Sucking: Sucking involves the rhythmic movements of the tongue and jaw, with support from the lips and cheeks, which create changes in pressure that cause liquid to flow out of a nipple. Sucking is comprised of two types of pressure, positive pressure (compression) and negative pressure (suction). Non-nutritive sucking occurs in a highly organized, repetitive pattern of bursts and pauses with a high ratio of sucks per swallow (6 to 8: 1) and 1 to 4 swallows per burst. Assessment of non-nutritive sucking on a gloved finger allows evaluation of the strength of the suck and relative amounts of suction and compression.
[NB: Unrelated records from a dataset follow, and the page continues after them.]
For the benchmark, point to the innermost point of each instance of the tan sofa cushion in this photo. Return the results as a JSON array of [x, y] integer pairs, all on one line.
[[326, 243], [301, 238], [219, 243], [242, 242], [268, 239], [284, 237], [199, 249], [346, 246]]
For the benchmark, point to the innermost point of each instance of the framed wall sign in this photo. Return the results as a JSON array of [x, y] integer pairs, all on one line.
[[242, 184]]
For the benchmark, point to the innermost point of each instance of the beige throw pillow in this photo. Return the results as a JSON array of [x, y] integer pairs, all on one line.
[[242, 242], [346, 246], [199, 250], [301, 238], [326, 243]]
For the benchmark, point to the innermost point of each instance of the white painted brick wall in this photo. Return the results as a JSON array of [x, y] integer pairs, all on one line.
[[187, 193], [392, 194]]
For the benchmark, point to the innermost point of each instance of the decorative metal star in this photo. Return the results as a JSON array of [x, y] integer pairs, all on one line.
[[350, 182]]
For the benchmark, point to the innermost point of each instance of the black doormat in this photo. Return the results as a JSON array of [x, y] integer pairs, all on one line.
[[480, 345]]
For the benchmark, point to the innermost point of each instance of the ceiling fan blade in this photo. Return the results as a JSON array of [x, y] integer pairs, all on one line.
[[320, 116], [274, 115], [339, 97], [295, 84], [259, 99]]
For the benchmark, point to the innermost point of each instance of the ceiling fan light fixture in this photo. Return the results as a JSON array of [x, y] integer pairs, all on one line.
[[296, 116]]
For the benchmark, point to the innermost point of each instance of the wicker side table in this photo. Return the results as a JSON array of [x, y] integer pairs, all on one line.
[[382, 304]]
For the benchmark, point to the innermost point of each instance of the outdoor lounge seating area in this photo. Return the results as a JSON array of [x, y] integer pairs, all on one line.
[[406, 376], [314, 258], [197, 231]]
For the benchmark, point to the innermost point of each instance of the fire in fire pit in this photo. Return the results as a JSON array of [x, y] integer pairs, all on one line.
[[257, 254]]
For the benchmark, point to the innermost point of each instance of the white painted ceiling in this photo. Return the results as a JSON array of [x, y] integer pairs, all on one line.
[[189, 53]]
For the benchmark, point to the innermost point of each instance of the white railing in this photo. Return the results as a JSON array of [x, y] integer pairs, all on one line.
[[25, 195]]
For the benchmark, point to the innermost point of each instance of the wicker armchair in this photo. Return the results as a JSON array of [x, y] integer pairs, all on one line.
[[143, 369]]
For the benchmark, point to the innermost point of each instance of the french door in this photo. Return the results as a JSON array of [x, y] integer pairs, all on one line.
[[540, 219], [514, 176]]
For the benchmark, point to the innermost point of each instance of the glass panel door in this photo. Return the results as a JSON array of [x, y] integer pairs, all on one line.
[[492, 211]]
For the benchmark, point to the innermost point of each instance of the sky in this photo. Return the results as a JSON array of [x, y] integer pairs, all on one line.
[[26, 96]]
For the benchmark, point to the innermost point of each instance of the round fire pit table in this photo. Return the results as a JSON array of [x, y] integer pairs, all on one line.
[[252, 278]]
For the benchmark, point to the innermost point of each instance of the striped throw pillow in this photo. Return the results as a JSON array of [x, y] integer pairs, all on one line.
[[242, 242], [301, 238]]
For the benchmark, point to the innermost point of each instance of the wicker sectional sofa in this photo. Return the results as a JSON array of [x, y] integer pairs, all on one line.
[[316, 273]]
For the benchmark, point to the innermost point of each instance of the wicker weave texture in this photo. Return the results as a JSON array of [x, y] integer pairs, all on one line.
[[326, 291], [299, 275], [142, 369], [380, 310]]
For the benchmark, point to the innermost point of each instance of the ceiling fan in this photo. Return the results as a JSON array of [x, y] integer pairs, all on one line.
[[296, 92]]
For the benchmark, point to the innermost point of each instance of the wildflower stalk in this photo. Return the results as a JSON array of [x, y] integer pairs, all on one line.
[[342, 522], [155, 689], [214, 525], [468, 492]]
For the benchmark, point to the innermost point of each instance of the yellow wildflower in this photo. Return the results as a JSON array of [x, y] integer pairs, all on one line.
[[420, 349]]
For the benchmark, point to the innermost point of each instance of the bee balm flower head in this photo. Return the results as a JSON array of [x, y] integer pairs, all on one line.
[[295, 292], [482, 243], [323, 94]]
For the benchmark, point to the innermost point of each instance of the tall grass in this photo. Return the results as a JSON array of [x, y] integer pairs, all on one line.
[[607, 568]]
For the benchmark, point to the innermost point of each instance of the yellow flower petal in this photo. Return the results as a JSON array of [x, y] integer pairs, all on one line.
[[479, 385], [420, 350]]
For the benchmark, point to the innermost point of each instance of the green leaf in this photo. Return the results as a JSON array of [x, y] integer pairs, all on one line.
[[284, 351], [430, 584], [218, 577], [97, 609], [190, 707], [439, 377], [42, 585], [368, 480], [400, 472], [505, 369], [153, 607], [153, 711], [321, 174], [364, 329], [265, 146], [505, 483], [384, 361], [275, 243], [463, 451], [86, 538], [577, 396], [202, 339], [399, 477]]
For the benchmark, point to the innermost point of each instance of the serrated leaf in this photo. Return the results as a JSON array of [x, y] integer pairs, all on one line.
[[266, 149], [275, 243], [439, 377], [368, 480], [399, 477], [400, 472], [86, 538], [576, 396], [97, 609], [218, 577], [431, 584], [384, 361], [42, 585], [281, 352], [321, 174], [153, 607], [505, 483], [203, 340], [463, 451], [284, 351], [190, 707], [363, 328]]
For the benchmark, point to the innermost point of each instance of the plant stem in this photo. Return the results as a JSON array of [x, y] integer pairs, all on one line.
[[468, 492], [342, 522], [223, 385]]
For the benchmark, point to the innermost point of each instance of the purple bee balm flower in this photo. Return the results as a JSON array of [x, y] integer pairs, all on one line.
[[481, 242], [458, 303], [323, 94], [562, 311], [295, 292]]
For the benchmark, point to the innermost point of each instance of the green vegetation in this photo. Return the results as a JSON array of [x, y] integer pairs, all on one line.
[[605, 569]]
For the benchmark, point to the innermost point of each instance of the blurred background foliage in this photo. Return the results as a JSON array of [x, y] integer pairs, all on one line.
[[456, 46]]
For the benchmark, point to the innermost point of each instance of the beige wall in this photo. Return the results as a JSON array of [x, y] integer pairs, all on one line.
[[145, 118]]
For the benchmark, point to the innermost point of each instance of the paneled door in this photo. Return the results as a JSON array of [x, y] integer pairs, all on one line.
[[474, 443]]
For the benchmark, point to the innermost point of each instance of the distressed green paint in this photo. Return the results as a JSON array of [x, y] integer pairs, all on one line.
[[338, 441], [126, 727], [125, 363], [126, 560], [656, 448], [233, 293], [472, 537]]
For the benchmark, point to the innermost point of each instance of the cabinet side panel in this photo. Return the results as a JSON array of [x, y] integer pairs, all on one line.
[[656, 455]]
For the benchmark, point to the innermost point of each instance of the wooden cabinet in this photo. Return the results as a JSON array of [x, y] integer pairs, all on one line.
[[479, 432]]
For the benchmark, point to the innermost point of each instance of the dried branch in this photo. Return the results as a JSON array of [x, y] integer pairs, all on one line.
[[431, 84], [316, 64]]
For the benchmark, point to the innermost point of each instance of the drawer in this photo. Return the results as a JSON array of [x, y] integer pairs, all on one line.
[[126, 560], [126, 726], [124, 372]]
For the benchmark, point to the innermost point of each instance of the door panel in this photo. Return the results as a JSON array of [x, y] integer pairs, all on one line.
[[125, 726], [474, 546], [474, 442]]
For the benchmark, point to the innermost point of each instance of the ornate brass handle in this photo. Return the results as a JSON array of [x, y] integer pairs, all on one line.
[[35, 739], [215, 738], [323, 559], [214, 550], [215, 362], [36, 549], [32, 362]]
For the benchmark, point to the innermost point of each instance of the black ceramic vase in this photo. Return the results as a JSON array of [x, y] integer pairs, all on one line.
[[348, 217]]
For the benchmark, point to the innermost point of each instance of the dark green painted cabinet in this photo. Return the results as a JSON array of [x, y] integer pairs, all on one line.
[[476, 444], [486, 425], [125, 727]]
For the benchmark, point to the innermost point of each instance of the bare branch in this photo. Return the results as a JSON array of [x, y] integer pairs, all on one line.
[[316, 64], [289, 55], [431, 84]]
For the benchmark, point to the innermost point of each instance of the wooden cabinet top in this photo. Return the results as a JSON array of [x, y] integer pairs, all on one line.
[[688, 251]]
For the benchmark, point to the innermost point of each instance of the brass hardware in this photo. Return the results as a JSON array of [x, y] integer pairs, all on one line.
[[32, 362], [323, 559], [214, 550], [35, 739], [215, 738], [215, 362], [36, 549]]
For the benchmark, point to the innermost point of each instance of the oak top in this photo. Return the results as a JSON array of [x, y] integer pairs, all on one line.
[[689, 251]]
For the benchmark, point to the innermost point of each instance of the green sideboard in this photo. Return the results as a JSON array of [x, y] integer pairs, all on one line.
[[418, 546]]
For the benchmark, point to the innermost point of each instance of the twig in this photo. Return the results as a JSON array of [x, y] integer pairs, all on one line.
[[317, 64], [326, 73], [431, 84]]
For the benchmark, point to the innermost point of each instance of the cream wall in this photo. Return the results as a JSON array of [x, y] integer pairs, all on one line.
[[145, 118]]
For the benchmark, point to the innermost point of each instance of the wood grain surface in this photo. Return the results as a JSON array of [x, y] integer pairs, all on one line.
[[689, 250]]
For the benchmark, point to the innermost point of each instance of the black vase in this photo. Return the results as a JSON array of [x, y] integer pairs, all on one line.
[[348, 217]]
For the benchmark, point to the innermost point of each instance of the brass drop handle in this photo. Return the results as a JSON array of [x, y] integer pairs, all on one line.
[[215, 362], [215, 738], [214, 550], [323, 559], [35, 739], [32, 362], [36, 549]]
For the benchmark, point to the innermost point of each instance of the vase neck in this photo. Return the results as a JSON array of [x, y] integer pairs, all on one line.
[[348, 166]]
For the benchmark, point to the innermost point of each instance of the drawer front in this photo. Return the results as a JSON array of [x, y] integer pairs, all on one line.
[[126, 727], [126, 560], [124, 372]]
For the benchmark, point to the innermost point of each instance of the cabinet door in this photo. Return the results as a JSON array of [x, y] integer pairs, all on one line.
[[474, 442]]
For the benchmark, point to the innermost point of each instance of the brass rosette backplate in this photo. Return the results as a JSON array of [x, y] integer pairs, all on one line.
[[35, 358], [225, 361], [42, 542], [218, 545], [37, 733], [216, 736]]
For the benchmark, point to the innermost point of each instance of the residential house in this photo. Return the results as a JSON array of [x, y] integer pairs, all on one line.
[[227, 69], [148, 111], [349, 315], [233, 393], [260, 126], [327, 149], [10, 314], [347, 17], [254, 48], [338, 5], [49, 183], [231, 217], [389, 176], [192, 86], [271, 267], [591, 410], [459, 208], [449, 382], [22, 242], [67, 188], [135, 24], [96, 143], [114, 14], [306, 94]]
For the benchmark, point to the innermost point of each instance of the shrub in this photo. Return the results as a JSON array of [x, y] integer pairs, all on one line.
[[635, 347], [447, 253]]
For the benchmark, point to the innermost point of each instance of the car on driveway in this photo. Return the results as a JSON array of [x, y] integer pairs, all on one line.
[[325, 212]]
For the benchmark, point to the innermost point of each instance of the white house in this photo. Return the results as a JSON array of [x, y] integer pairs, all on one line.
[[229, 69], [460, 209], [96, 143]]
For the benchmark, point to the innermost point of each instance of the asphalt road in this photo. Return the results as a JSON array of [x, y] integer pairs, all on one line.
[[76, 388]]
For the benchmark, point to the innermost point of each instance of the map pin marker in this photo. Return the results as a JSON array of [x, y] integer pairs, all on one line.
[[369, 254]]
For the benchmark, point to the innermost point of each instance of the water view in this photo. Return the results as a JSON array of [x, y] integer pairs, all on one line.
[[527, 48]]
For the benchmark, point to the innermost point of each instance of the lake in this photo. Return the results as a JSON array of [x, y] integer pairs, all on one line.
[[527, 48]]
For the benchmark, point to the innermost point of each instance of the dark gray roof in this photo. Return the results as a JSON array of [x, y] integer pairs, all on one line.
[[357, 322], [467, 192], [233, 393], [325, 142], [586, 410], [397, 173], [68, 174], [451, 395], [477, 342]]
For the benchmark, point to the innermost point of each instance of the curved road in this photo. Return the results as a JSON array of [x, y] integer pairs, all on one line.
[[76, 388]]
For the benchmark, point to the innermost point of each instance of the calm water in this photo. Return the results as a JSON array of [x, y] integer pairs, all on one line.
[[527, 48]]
Nutritive sucking occurs during active feeding and has a more complex pattern than non-nutritive sucking. Preterm infants often have fewer or shorter bursts of nutritive sucking. At the beginning of a feeding the sucking pattern usually consists of long sucking outbursts with few or brief sucking pauses. The suck-swallow ratio is usually 1:1, but may increase toward the end of a feeding. In assessment of sucking in bottle-fed infants, return of bubbles into the bottle is a reflection of liquid flow out of the bottle. The strength of the infant’s suck is reflected in both the resistance to pulling the nipple out of the infant’s mouth and the rate of liquid flow. On the breast, the rate of sucking and the suck-swallow ratio can give indications of the rate of milk flow. The slower the sucking rate and lower the suck-swallow ratio, the faster the milk flow. When differences are noted in the quality of sucking between nutritive and non-nutritive sucking it is suggestive of problems with some aspect of suck-swallow-breath coordination.
Swallowing: Coughing or choking during swallowing can indicate that liquid is impinging on the airway. This can be liquid that is actually aspirated into the airway or that merely penetrates the airway and then is expelled. Aspiration can result from a primary swallowing dysfunction or from lack of coordination between sucking, swallowing, and breathing. Aspiration can be descending (during feeding), but can also be ascending (during gastroesophageal reflux). A history of frequent upper respiratory infection or pneumonia may be an indication that “silent” aspiration is taking place.
Clinical assessment of swallowing function includes: ability to handle secretions, presence of noise or wet sounding breathing during or after feeding. (Noises arising from the nasopharynx may indicate nasal reflux during swallowing, while noises in the pharynx may indicate residue left in the pharynx after the swallow), and the need for multiple swallows to clear a single bolus.
Infants who show signs of swallowing dysfunction should be referred for further assessment. The most comprehensive evaluation of swallowing occurs radiologically during the videofluoroscopic swallowing study (VFSS) or modified barium swallow.
· Respiratory effort: evaluation before, during, and after feeding. Increased respiratory effort is indicated by retractions at the neck, trunk, or rib cage, head bobbing, grunting or forced exhalation.
· Changes in respiratory pattern: observe whether there are excessive pauses or irregularities in breathing pattern. Short respiratory pause of 15 seconds can be considered normal at any age, but longer periods or those associated with cyanosis, pallor, or bradycardia are pathologic.
· Sounds of respirations. Noise heard during any part of the respiratory cycle may indicate airway obstruction or alteration in airway patency.
Coordination of Sucking, Swallowing, and Breathing: This is assessed by listening to the ratio of sucks to swallows and the timing and adequacy of respiratory efforts during sucking bursts. The normal rhythmic sucking pattern during bottle feeding consists of a series of bursts and pauses that begins as a continuous sucking pattern and changes to an intermittent sucking pattern over the course of the feeding. Normally recovery in all respiratory parameters occurs within the sucking pauses.